Il s’agit d’une grosse perte pour le gouvernement, ont reconnu, tous partis confondus, les élus croisés mardi au foyer des Communes.

«John, c’est un joueur-clé, donc c’est sûr que ça va laisser un trou. On ne peut pas faire comme si de rien n’était», a laissé tomber en mêlée de presse le ministre du Développement international et de la Francophonie, Christian Paradis.

«Ça laisse quand même de gros souliers à chausser, c’est quelqu’un de très haut calibre, de très respecté», a-t-il ajouté.

La démission de l’un des ténors du gouvernement tombe par ailleurs à un moment où Ottawa est très actif sur la scène internationale.

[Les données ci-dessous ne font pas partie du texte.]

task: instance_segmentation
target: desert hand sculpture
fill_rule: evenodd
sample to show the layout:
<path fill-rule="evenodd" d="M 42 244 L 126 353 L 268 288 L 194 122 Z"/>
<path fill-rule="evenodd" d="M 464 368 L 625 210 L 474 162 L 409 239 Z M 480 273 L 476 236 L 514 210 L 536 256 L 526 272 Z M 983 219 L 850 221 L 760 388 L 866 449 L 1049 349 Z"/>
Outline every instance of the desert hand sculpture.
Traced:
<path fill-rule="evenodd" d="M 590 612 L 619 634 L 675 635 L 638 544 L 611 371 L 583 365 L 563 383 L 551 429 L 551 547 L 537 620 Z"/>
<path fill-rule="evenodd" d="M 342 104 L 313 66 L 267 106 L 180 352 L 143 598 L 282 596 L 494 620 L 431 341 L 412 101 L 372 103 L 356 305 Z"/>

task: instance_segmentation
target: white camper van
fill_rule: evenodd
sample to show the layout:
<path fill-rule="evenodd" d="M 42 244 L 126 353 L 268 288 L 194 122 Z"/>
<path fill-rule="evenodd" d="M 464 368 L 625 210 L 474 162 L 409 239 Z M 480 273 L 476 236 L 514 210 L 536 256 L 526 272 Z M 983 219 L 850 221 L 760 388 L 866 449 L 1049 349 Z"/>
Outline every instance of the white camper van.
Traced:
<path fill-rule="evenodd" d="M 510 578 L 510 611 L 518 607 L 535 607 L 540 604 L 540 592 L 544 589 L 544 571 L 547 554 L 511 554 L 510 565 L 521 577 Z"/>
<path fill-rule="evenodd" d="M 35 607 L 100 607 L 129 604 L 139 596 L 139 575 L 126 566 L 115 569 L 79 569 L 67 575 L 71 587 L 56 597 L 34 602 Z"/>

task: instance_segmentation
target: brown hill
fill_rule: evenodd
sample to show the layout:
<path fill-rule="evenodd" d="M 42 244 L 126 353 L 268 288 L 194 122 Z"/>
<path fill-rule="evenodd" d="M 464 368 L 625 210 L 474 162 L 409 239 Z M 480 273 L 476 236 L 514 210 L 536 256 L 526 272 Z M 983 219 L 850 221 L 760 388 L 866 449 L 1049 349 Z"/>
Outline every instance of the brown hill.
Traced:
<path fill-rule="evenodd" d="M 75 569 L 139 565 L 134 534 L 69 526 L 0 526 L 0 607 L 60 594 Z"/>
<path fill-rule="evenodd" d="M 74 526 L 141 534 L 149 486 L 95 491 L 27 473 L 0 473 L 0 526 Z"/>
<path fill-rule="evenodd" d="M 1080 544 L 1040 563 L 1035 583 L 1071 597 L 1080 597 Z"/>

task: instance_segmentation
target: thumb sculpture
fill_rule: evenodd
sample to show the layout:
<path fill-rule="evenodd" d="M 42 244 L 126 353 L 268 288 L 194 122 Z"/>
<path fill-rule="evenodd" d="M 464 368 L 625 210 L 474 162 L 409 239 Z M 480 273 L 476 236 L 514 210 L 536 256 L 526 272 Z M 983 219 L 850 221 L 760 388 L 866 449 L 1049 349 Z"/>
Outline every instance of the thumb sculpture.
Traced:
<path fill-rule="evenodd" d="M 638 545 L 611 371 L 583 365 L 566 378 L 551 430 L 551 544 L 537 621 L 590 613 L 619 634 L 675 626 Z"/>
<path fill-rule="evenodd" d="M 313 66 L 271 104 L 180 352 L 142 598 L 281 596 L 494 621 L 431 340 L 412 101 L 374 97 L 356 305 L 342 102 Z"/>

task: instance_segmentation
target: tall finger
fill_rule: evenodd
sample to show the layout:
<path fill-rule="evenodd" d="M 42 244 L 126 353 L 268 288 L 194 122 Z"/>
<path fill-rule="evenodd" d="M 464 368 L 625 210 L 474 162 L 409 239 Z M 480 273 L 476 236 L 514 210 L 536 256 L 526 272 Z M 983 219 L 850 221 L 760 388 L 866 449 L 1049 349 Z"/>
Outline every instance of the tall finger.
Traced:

«C’est certainement une période délicate avec tout ce qui se passe ces jours-ci en Ukraine, au Moyen-Orient et à travers le monde», a lâché le porte-parole libéral en matière d’affaires étrangères, Marc Garneau.

Les députés de l’opposition n’ont pas voulu se prononcer dans les détails sur l’héritage que laissera derrière lui M. Baird, entre autres reconnu pour ses prises de position sans compromis en faveur de l’État hébreu et de ses déclarations vitrioliques sur les velléités «militaristes» du président russe Vladimir Poutine.

La plupart d’entre eux ont préféré emprunter la voie diplomatique, mardi matin.

«J’étais loin d’être d’accord avec l’ensemble de la politique étrangère sous le ministre Baird, mais en même temps, le ministre Baird, c’était quelqu’un avec qui on pouvait ne pas être d’accord, mais parler et même rigoler parfois», a offert la néo-démocrate Hélène Laverdière, porte-parole adjointe en matière d’affaires étrangères.

On peut remettre en question les objectifs poursuivis par le gouvernement Harper en ce qui a trait à la politique extérieure canadienne, mais il est difficile de nier que M. Baird les a portés avec brio et «robustesse», fait remarquer Philippe Lagassé, professeur agrégé d’affaires publiques et internationales à l’Université d’Ottawa.

«Il a vraiment mis l’accent sur l’idée d’une politique étrangère plus prononcée, plus catégorique. Il faisait des distinctions claires et nettes entre adversaire et ami, entre bon et mal», a illustré le politologue en entrevue téléphonique.

«C’est un ministre qui a vraiment voulu abandonner les nuances que l’on retrouvait dans les politiques étrangères des gouvernements libéraux», a-t-il poursuivi, plaidant que la rupture entre les dernières administrations fédérales s’était surtout opérée dans le ton, mais pas forcément au chapitre des politiques.

Le départ de John Baird à la barre du ministère des Affaires étrangères est effectif immédiatement, mais il quittera ses fonctions de député «dans les semaines à venir», selon ce que le principal intéressé a annoncé en Chambre.

Le ministre du Commerce international, Ed Fast, prendra le relais sur une base intérimaire en attendant la nomination d’un successeur.

Le bureau du premier ministre n’a pas voulu annoncer à quel moment un nouveau ministre des Affaires étrangères serait choisi et assermenté.